The fact that you are only interested in integers could give you some leverage, but probably this is not enough to easily beat the builtin standard solutions.
One of the few things that I can think of to be faster than a builtin function is a table lookup, so if you are only interested in the numbers upto 10000 for instance, you could simply create a table that you could use to lookup any of these values when you need them.
Obviously this solution will not scale well, but it may be just what you need.

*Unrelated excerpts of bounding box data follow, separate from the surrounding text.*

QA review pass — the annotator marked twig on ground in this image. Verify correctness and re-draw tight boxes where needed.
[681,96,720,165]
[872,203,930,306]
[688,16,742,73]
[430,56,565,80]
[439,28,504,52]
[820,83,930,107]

Sidenote: If you are importing the data for example, it may actually be faster to look at the string diecty length (rather than first converting the string to a number and than looking at the value of the string). Of course this will require the input to be stored in just the right format, otherwise it won't gain you anything.